Julien, this seems related to the RCU issue we fought on ARM when using
Credit2, although this is null, but it's being even more weird...]

On Fri, 2018-09-21 at 16:14 +0200, Milan Boberic wrote:
> Hey,
> yes, I can see prink's outputs on console and in xl dmesg. Also added
> timestamps, here are the results (created and destroyed domU a few
> times, just to get more values), this is from xl dmesg:
> NULL SCHEDULER - Not stressed PetaLinux host domain.
> (XEN) t=218000327743:End of a domain_destroy function
> (XEN) t=218000420874:End of a complete_domain_destroy function
> (XEN) <G><3>memory_map:add: dom2 gfn=ff0a0 mfn=ff0a0 nr=1
> ...
> Stressed PetaLinux host with command: yes > /dev/null &
> (XEN) t=3247747255872:End of a domain_destroy function
> (XEN) t=3247747349863:End of a complete_domain_destroy function
> ...
> CREDIT SCHEDULER - not stressed PetaLinux host
> (XEN) t=86245669606:End of a domain_destroy function
> (XEN) t=86245761127:End of a complete_domain_destroy function
> ...
> Stressed PetaLinux host with yes > /dev/null &
> (XEN) t=331229997499:End of a domain_destroy function
> (XEN) t=331230091770:End of a complete_domain_destroy function
> ...
Which, if I'm doing the math properly, tells us that
complete_domain_destroy() is called within ~90us, for both schedulers,
and in all stress/load conditions.
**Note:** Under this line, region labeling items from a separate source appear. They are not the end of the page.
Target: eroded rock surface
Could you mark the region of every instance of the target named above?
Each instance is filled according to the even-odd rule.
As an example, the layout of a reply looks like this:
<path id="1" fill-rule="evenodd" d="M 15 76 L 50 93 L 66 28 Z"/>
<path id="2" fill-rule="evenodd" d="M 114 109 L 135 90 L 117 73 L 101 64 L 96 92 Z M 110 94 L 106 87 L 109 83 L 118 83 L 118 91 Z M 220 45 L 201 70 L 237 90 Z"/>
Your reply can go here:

That wouldn't be too bad, I think.

And in fact, if I remember correctly, you're saying that adding the
printk()s fixes the issue in null. I wonder why that is... Can you like
kill the printks, store 5 or so of the timestamps (or just the delta)
in a static array or something, and print it from somewhere else (like
a debug-key handler in the same file)?

What I'm after, is how log, after domain_destroy(),
complete_domain_destroy() is called, and whether/how it relates the the
grace period idle timer we've added in the RCU code.